Southeast Asian man travels difficult road to healing

He endured electrocution, skin grafts and alcoholism recovery. Would he seek God in the suffering or turn away?

Chamroeun Siet’s* road to full dependence on Jesus was a gradual one, and it wasn’t without painful bumps—electrocution, skin grafts, and alcoholism recovery—but it’s a story of God’s physical and spiritual healing.

Before committing his life to Christ and partnering with IMB workers in Southeast Asia, he was an alcoholic, spending all of his family’s money on alcohol. One night, after throwing plates across the room and breaking things around his house in a drunken rage, he saw his mother crying in the corner and realized he needed help.

He remembered the words a friend had shared about a man named Jesus. He’d lost contact with the friend and three years had passed.

Siet said he felt his life was worthless.

“I’m going to give it a try. I’ll start praying to Jesus,” he decided.

He reached out to his friend, who gave him a Bible and gave him the contact of a friend who lived relatively nearby.

The proximity was definitely relative—Siet biked for hours in search of a man in a town he’d never been to before. After finding him and being treated to a hearty meal, Siet was invited to church five days later. He made the fifteen-kilometer bike ride again to attend church. Shortly after, he committed his life to Christ.

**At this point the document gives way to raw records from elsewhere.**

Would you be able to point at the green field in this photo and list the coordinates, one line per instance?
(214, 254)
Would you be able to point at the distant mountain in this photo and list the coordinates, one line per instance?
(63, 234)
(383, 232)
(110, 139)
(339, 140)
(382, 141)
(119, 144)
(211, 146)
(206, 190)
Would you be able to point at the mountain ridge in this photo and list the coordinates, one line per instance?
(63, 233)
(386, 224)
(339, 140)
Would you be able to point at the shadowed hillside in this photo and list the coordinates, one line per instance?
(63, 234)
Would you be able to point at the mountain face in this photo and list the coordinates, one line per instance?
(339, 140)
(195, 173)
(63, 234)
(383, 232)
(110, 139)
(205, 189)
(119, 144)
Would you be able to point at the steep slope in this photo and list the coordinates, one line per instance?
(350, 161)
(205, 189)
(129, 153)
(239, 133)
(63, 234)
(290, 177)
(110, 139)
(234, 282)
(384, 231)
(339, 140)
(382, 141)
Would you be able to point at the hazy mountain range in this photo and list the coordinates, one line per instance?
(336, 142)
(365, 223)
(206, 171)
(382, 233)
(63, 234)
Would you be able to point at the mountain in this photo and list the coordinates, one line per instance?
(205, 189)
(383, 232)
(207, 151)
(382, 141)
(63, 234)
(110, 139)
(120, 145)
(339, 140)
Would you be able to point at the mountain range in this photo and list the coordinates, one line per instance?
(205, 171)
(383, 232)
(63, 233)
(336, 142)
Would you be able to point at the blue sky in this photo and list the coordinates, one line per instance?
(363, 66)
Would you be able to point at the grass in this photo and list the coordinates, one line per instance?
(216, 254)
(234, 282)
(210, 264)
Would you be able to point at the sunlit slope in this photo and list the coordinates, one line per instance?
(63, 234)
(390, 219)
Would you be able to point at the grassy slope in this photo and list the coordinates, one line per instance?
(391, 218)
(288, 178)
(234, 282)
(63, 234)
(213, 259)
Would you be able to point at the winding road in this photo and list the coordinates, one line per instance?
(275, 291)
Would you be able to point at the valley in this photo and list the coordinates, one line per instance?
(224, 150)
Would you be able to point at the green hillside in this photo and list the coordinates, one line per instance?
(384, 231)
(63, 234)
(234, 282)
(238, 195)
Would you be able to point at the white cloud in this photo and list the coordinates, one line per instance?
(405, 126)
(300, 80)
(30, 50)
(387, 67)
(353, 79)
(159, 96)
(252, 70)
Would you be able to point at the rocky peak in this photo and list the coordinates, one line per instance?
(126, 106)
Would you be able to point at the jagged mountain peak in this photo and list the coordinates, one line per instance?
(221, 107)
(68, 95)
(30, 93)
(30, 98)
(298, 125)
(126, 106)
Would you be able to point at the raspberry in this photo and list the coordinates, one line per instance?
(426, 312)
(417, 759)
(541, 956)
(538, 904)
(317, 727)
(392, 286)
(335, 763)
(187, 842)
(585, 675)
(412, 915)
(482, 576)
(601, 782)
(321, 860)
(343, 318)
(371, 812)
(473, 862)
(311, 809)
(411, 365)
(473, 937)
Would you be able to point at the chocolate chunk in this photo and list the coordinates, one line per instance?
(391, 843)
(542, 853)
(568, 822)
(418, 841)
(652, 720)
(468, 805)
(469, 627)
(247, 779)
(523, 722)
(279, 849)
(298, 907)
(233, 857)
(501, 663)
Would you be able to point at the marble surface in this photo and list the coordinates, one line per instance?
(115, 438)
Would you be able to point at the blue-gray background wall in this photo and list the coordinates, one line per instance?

The pastor began visiting Siet’s home to disciple him. The pastor taught him how to lead a house church meeting.

Siet ambitiously decided he wanted to start three churches.

This was his plan, but he says he wasn’t obeying God. He didn’t want to give himself fully to Christ. He listened to his wife’s worries about finances and how starting churches would affect them financially.

She convinced him to accept a manual labor job loading cassava, a Southeast Asian vegetable, into trucks. They have seven children, so the need to put food on the table was a daily worry.

Work became his idol.

On one fateful day, Siet was electrocuted in an accident at work. Over the following two years, he had skin grafts, lost the use of muscles, and endured shoulder problems. He battled open wounds that wouldn’t heal and severe pain. He recounts that every part of his body felt like it was on fire.

The healing process was difficult and lonely.

His wife had the phone number of the friend who initially told him about Christ. “Please come pray for my husband. He needs encouragement.”

The friend came to pray for him, and the fellowship was uplifting.

Siet says God told him, “Don’t go out and get your own job, or use your own strength to go out for money but follow God’s path to ministry.”

He is amazed at the Lord’s protection. He shouldn’t have survived, but he says God’s love preserved his life. He is in awe that, even though he hadn’t surrendered his heart fully over to the Lord, the Lord treats him as a treasured child.

“If you don’t put God first, it’s hard,” Siet says. “Love the Lord will all of your heart.”

This love has led him to serve wholeheartedly. Ten people are now coming to study the Bible at his house. All have committed their lives to Christ and have been baptized. IMB workers visit him regularly to encourage and train him and Christians in his church.